I sometimes ask students what their position on slavery would have been had they been white and living in the South before abolition. Guess what? They all would have been abolitionists! They all would have bravely spoken out against slavery, and worked tirelessly against it. (Robert P. George)
Here is a must read by Paul Graham: THE FOUR QUADRANTS OF CONFORMISM. Writing about free inquiry and how to protect it from the current wave of (rampant) aggresive conformism…
In the last few years, many of us have noticed that the customs protecting free inquiry have been weakened. Some say we’re overreacting.
He is at the same time talking about ideas, new ideas in particular (he is one of the cofounders of Y Combinator), how they gain support and find their way inside the mindsets which nurture and support them. (And I’ve got the feeling he is close my own view about the importance of ideas and how little we know about them and how they determine what we are and do).
Here is a excerpt (my bias and bold type added to Graham’s. Oh, and the chart with the 4 quadrants):
One of the most revealing ways to classify people is by the degree and aggressiveness of their conformism.
In adulthood we can recognize the four types by their distinctive calls, much as you could recognize four species of birds.
- The call of the aggressively conventional-minded is “Crush <outgroup>!”
- The call of the passively conventional-minded is “What will the neighbors think?”
- The call of the passively independent-minded is “To each his own”
- And the call of the aggressively independent-minded is “Eppur si muove”
The four types are not equally common. There are more passive people than aggressive ones, and far more conventional-minded people than independent-minded ones. So the passively conventional-minded are the largest group, and the aggressively independent-minded the smallest.
I’m biased, I admit, but it seems to me that aggressively conventional-minded people are responsible for a disproportionate amount of the trouble in the world,
Why do the independent-minded need to be protected, though? Because they have all the new ideas. To be a successful scientist, for example, it’s not enough just to be right. You have to be right when everyone else is wrong. Conventional-minded people can’t do that. For similar reasons, all successful startup CEOs are not merely independent-minded, but aggressively so. So it’s no coincidence that societies prosper only to the extent that they have customs for keeping the conventional-minded at bay.

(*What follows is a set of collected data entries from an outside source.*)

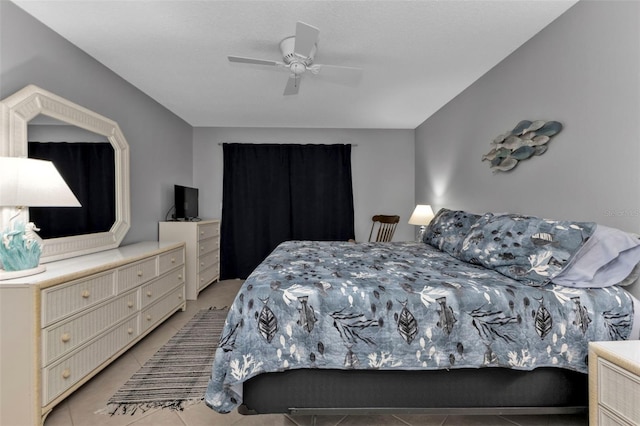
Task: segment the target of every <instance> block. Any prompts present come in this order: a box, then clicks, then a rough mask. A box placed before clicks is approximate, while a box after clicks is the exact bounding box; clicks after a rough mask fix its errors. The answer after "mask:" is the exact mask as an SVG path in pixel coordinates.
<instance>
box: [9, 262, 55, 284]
mask: <svg viewBox="0 0 640 426" xmlns="http://www.w3.org/2000/svg"><path fill="white" fill-rule="evenodd" d="M46 270H47V267H46V266H45V265H38V266H36V267H35V268H30V269H23V270H21V271H5V270H4V269H0V281H2V280H11V279H13V278H22V277H28V276H29V275H36V274H39V273H41V272H44V271H46Z"/></svg>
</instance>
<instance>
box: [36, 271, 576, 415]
mask: <svg viewBox="0 0 640 426" xmlns="http://www.w3.org/2000/svg"><path fill="white" fill-rule="evenodd" d="M240 284H241V281H237V280H228V281H221V282H218V283H214V284H212V285H210V286H209V287H208V288H207V289H205V290H204V291H202V292H201V293H200V297H199V298H198V300H197V301H189V302H187V310H186V311H185V312H177V313H176V314H174V315H173V316H172V317H171V318H170V319H169V320H167V321H166V322H165V323H164V324H162V325H161V326H160V327H158V328H157V329H156V330H155V331H154V332H152V333H151V334H149V335H148V336H147V337H145V338H144V339H143V340H142V341H140V342H139V343H138V344H137V345H136V346H134V347H133V348H131V349H130V350H129V351H127V352H126V353H125V354H124V355H122V356H121V357H120V358H118V359H117V360H116V361H114V362H113V363H112V364H111V365H110V366H109V367H107V368H106V369H105V370H103V371H102V372H101V373H100V374H98V375H97V376H96V377H94V378H93V379H92V380H90V381H89V382H88V383H86V384H85V385H84V386H83V387H81V388H80V389H78V390H77V391H76V392H75V393H73V394H72V395H70V396H69V397H68V398H67V399H66V400H64V401H63V402H62V403H60V404H59V405H57V406H56V407H55V408H54V409H53V411H52V412H51V413H50V414H49V416H48V417H47V419H46V420H45V426H103V425H104V426H128V425H133V426H163V425H167V426H203V425H234V426H247V425H249V426H250V425H256V426H258V425H260V426H307V425H312V424H313V419H312V418H311V417H310V416H295V417H291V416H286V415H279V414H278V415H257V416H242V415H240V414H238V413H230V414H218V413H216V412H215V411H213V410H211V409H209V408H208V407H206V406H205V405H204V403H200V404H196V405H192V406H189V407H187V408H186V409H185V410H184V411H171V410H166V409H165V410H162V409H155V410H149V411H147V412H145V413H142V412H137V413H135V414H134V415H114V416H109V415H105V414H96V411H98V410H100V409H102V408H104V407H105V405H106V403H107V400H108V399H109V397H111V395H112V394H113V393H114V392H115V391H116V390H117V389H118V388H119V387H120V386H121V385H122V384H123V383H125V382H126V381H127V379H128V378H129V377H130V376H131V375H132V374H133V373H135V372H136V371H137V370H138V369H139V368H140V367H141V366H142V364H144V363H145V361H146V360H147V359H149V358H150V357H151V356H152V355H153V354H154V353H155V352H156V351H157V350H158V349H159V348H160V347H161V346H162V345H163V344H165V343H166V342H167V341H168V340H169V339H170V338H171V336H173V335H174V334H175V333H176V332H177V331H178V330H179V329H180V328H181V327H182V326H183V325H184V324H185V323H186V322H187V321H188V320H189V319H190V318H191V317H192V316H193V315H194V314H195V313H196V312H198V311H199V310H200V309H205V308H208V307H210V306H214V307H217V308H222V307H225V306H229V305H230V304H231V302H232V301H233V298H234V297H235V294H236V293H237V291H238V288H239V287H240ZM315 424H316V425H318V426H337V425H340V426H357V425H367V426H371V425H391V426H393V425H398V426H407V425H409V426H414V425H424V426H432V425H434V426H435V425H439V426H454V425H465V426H472V425H491V426H503V425H504V426H513V425H521V426H534V425H535V426H554V425H558V426H579V425H587V424H588V420H587V415H586V414H581V415H563V416H546V415H545V416H509V417H505V416H452V415H450V416H445V415H429V416H427V415H395V416H392V415H380V416H318V417H317V418H316V423H315Z"/></svg>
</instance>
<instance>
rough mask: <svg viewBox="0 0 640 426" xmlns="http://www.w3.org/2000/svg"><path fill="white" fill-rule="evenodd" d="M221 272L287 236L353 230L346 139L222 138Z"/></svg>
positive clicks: (337, 234) (349, 184) (229, 275)
mask: <svg viewBox="0 0 640 426" xmlns="http://www.w3.org/2000/svg"><path fill="white" fill-rule="evenodd" d="M223 156H224V171H223V194H222V197H223V203H222V224H221V278H222V279H228V278H246V277H247V276H249V274H250V273H251V272H252V271H253V269H255V267H256V266H258V264H259V263H260V262H262V260H263V259H264V258H265V257H266V256H267V255H268V254H269V253H271V251H273V249H274V248H275V247H276V246H277V245H278V244H280V243H281V242H283V241H288V240H318V241H347V240H348V239H350V238H354V234H355V232H354V221H353V187H352V183H351V145H297V144H228V143H225V144H223Z"/></svg>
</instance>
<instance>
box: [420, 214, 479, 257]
mask: <svg viewBox="0 0 640 426" xmlns="http://www.w3.org/2000/svg"><path fill="white" fill-rule="evenodd" d="M479 218H480V215H477V214H473V213H469V212H465V211H462V210H449V209H440V210H438V213H436V215H435V217H434V218H433V220H432V221H431V223H429V226H428V227H427V230H426V232H425V234H424V238H423V242H425V243H427V244H429V245H431V246H433V247H435V248H437V249H438V250H441V251H444V252H445V253H449V254H450V255H452V256H455V254H456V248H457V247H458V246H459V245H460V242H461V241H462V239H463V238H464V237H465V236H466V235H467V232H469V229H471V225H473V224H474V223H476V221H477V220H478V219H479Z"/></svg>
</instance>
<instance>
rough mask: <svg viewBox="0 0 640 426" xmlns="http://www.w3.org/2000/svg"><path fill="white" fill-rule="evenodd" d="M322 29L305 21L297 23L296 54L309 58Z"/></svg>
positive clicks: (316, 41) (296, 32)
mask: <svg viewBox="0 0 640 426" xmlns="http://www.w3.org/2000/svg"><path fill="white" fill-rule="evenodd" d="M319 35H320V30H319V29H317V28H316V27H313V26H311V25H309V24H305V23H304V22H298V23H296V43H295V46H294V47H293V51H294V52H295V54H296V55H300V56H303V57H305V58H308V57H309V56H310V55H311V51H312V49H313V47H314V46H315V44H316V42H317V41H318V36H319Z"/></svg>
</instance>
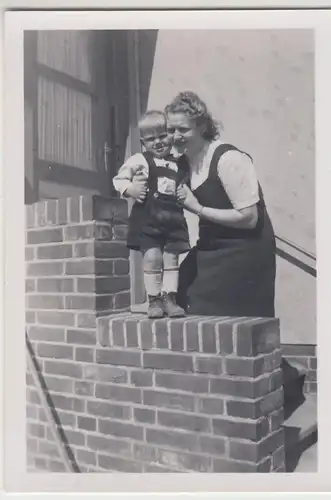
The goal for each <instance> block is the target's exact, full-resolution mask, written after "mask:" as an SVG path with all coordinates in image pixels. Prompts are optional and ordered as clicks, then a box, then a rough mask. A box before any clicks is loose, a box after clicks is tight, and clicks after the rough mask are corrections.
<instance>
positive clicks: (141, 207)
mask: <svg viewBox="0 0 331 500" xmlns="http://www.w3.org/2000/svg"><path fill="white" fill-rule="evenodd" d="M143 155H144V157H145V159H146V161H147V163H148V170H149V175H148V193H147V197H146V199H145V201H144V203H137V202H136V203H134V205H133V207H132V210H131V214H130V218H129V227H128V236H127V246H128V247H129V248H130V249H132V250H140V251H142V252H144V251H146V250H148V249H149V248H154V247H158V248H161V249H162V251H167V252H170V253H174V254H180V253H186V252H187V251H188V250H189V249H190V248H191V247H190V240H189V232H188V227H187V222H186V219H185V216H184V211H183V207H182V205H180V204H179V203H178V201H177V198H176V195H170V194H164V193H160V192H158V178H159V177H166V178H168V179H171V180H172V181H175V185H176V186H178V185H179V183H181V182H188V178H189V165H188V163H187V160H186V158H185V157H181V158H179V159H178V160H177V161H175V160H174V158H173V157H172V156H169V161H171V162H175V163H176V164H177V167H178V170H177V172H175V171H174V170H172V169H170V168H167V167H164V166H158V165H156V163H155V160H154V158H153V156H152V155H151V154H150V153H148V152H145V153H143Z"/></svg>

When the conventional-minded get the upper hand, they always say it’s in the service of a greater good. The conventional-minded say, as they always do, that they don’t want to shut down the discussion of all ideas, just the bad ones.
There are two reasons why we need to be able to discuss even “bad” ideas.
The first is that any process for deciding which ideas to ban is bound to make mistakes. All the more so because no one intelligent wants to undertake that kind of work, so it ends up being done by the stupid.
The second reason it’s dangerous to ban the discussion of ideas is that ideas are more closely related than they look. Which means if you restrict the discussion of some topics, it doesn’t only affect those topics.
Interesting, but I do not fully agree:
1.- What evidence do they have of that classification? Of course, it is very easy to divide the world up if you invent 2 characteristics. You can easily have 4 quadrants. If you invent 3 you have 8, and so on, but this may not be really relevant since you cannot isolate and measure those defining parameters.
2.- Certainly, discussion is good,… sometimes. But perhaps not always. If someone uses violence to defend his ideas, then his position is less attractive. This may happen to people in that “beautiful” 1 quadrant (supposing it is relevant,…)
I’m not sure if I follow your reasoning…
1. You’re right for sure. Arbitrary, subjective, difficult to measure. Like all consultant’s work. But provocative. That’s the virtue (thought provoking)
2. The beautiful quadrant (for Paul) is “Eppur si muove”. I understand you mean they are also “aggresive” and that’s not good (independently of their mind). it’s a good point, however I think Paul is (implicitly and subtely) playing with the meaning of aggresiveness… or so I want to read it.